La décision du Président de la République, Brice Clotaire Oligui Nguema, d’ordonner un audit complet des exonérations fiscales et douanières n’est pas une simple mesure administrative. Elle constitue un signal fort adressé à l’ensemble des acteurs économiques du pays. L’objectif affiché est clair : distinguer les exonérations encore justifiées de celles qui, arrivées à échéance ou insuffisamment encadrées, continuent de priver l’État de ressources importantes.
Pour le secteur de la logistique et des transports, cette annonce doit être perçue comme une invitation à la responsabilité et à l’introspection.
Depuis plusieurs années, les exonérations ont permis à certains opérateurs d’investir dans des équipements, de moderniser leurs outils de production, de développer des infrastructures ou de soutenir des projets structurants.

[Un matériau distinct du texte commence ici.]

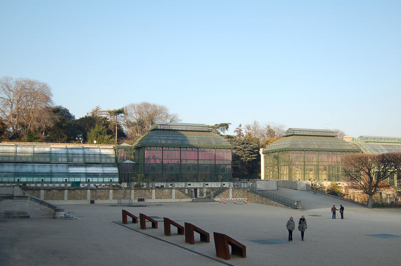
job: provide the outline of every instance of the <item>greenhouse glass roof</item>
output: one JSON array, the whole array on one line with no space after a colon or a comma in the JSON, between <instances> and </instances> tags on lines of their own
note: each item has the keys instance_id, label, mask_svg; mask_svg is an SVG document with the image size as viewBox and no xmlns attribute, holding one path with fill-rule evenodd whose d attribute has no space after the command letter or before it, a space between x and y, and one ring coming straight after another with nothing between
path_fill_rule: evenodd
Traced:
<instances>
[{"instance_id":1,"label":"greenhouse glass roof","mask_svg":"<svg viewBox=\"0 0 401 266\"><path fill-rule=\"evenodd\" d=\"M287 129L287 131L286 131L284 134L285 137L293 135L337 137L337 134L331 130L314 129L311 128L295 128L294 127L290 127Z\"/></svg>"},{"instance_id":2,"label":"greenhouse glass roof","mask_svg":"<svg viewBox=\"0 0 401 266\"><path fill-rule=\"evenodd\" d=\"M377 136L359 136L352 138L354 143L363 153L382 154L401 152L401 138Z\"/></svg>"},{"instance_id":3,"label":"greenhouse glass roof","mask_svg":"<svg viewBox=\"0 0 401 266\"><path fill-rule=\"evenodd\" d=\"M290 128L285 136L266 147L263 153L290 150L359 151L351 144L336 138L335 132L329 130Z\"/></svg>"},{"instance_id":4,"label":"greenhouse glass roof","mask_svg":"<svg viewBox=\"0 0 401 266\"><path fill-rule=\"evenodd\" d=\"M133 146L231 148L227 141L209 131L206 124L166 123L157 125L160 126L154 125L153 130L140 139Z\"/></svg>"}]
</instances>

Mais il est aussi légitime de s’interroger : ces avantages ont-ils toujours produit les effets attendus en matière d’emplois, de transfert de compétences, de réduction des coûts logistiques ou d’amélioration de la compétitivité nationale ?
Le moment est venu pour notre secteur de dépasser le simple débat sur les avantages fiscaux pour poser les vraies questions.
Combien d’entreprises ayant bénéficié d’exonérations ont réellement investi dans la formation des Gabonais ? Combien ont contribué à renforcer le tissu économique local en faisant appel à la sous-traitance nationale ? Combien ont permis de rendre le transport et la logistique plus accessibles aux entreprises et aux populations ?
L’audit annoncé par le Chef de l’État ne doit pas être perçu comme une menace, mais comme une opportunité de remettre la performance, la transparence et l’impact économique au cœur de nos pratiques.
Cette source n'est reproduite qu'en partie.